Since then there have been several excavations on the mound to determine its age and who could have built it.  Scholars have proposed the mound was built by several different cultures including the Adena, the Hopewell and the Fort Ancient cultures.  18th century missionary John Heckewelder reported the native people of Delaware told him the Allegheny people built the mound.   Burial mounds from both the Adena and Fort Ancient cultures have been found near the Serpent Mound.  Radiocarbon dating in 1991 determined the mound was approximately 900 years old, which would count out the Adena culture as they were primarily in the area much earlier.  This date pointed at the mound being the work of the Fort Ancient culture.  The Fort Ancient culture was significantly influenced by the Mississippians, and shared the rattlesnake as a common theme.  However, later radiocarbon dating in 2011 places the age of the mound much earlier, being built around 300 BCE.  This would put the mound’s construction at the height of the Adena culture.  A theory exists which combines these two saying the Fort Ancient people simply refurbished and embellished on an existing site created by the Adena people.

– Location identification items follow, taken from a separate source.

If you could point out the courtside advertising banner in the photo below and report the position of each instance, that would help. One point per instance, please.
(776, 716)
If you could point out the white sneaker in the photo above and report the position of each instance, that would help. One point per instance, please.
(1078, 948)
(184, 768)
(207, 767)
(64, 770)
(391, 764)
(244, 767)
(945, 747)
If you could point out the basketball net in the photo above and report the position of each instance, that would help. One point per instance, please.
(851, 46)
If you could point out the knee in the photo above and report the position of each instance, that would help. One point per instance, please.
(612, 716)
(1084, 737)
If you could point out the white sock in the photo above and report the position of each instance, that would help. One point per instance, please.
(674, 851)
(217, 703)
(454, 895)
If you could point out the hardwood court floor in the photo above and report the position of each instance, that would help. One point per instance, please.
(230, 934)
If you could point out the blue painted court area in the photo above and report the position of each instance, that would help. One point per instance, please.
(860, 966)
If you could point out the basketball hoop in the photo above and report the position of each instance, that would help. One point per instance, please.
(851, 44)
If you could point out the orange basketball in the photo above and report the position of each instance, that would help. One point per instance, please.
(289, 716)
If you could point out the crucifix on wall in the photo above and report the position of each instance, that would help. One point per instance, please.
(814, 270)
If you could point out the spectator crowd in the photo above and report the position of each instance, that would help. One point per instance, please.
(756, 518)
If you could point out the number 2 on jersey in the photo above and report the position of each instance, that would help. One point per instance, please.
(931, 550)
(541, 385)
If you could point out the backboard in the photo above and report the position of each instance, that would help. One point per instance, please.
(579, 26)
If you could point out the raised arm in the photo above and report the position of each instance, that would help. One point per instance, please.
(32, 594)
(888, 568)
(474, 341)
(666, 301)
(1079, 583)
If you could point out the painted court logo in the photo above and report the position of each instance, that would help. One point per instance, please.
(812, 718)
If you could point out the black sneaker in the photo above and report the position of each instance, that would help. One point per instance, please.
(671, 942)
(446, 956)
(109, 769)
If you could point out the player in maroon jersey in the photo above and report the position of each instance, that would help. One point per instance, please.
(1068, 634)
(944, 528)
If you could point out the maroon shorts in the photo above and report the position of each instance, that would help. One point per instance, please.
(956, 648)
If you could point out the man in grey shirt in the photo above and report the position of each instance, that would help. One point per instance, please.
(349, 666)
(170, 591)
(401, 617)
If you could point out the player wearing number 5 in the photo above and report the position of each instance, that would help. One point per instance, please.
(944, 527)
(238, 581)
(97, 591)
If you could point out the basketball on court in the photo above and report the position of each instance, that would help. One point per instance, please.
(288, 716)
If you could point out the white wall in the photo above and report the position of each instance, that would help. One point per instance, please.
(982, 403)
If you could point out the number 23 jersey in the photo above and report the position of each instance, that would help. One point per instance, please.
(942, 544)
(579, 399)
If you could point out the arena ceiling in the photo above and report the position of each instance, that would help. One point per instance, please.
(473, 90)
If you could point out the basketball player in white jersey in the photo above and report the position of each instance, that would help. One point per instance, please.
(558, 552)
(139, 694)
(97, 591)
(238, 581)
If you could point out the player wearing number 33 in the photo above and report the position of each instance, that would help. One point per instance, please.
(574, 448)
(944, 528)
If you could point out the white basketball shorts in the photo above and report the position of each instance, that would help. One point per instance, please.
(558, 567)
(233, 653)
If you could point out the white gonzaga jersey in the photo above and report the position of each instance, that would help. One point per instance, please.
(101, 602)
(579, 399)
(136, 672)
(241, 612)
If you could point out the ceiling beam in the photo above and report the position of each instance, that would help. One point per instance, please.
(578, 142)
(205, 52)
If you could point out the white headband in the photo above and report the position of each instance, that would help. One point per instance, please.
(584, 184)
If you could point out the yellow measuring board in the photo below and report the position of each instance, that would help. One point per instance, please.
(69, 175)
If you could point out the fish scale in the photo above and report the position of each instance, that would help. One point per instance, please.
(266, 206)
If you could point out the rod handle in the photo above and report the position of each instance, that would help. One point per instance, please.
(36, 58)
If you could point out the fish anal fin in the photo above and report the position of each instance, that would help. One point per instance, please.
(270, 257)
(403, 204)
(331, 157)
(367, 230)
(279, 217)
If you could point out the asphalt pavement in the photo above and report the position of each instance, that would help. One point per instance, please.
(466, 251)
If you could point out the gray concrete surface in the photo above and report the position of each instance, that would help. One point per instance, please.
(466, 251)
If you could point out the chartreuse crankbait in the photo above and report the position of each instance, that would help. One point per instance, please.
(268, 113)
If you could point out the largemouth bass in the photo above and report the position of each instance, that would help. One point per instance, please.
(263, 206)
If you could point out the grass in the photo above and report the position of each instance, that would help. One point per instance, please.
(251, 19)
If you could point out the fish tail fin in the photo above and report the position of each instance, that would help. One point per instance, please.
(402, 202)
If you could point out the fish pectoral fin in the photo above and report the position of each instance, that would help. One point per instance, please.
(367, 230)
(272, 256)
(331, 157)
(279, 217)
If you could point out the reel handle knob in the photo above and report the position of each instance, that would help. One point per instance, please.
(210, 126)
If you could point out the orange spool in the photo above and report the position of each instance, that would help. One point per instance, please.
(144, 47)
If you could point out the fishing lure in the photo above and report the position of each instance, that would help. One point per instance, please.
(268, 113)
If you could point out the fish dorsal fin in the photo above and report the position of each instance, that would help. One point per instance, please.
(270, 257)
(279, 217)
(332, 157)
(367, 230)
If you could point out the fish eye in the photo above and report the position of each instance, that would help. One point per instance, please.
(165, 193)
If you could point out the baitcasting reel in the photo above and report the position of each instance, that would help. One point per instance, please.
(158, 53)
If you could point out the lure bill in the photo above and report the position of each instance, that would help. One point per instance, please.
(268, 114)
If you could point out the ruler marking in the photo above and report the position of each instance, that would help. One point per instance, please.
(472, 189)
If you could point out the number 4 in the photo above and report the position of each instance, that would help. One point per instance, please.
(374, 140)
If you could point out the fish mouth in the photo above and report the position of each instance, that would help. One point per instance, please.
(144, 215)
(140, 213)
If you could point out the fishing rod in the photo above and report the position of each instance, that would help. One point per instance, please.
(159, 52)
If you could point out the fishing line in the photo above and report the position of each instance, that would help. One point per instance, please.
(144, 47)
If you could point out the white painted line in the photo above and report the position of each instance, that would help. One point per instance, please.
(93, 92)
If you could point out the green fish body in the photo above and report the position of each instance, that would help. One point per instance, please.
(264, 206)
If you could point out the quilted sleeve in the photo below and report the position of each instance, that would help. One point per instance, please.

The Great Serpent Mound was under consideration to become included as a UNESCO World Heritage List in 2008.  The mound is under threat now not from the elements, but from human intervention.  The site has become popular with New Age groups who believe it is an intergalactic portal.  They bury amulets and crystals in the mound and destroy the site.  The Great Serpent Mound has also made an appearance on Ancient Aliens (which is the best unintentional comedy out there.), who said it was a landing site for “ancient astronauts”.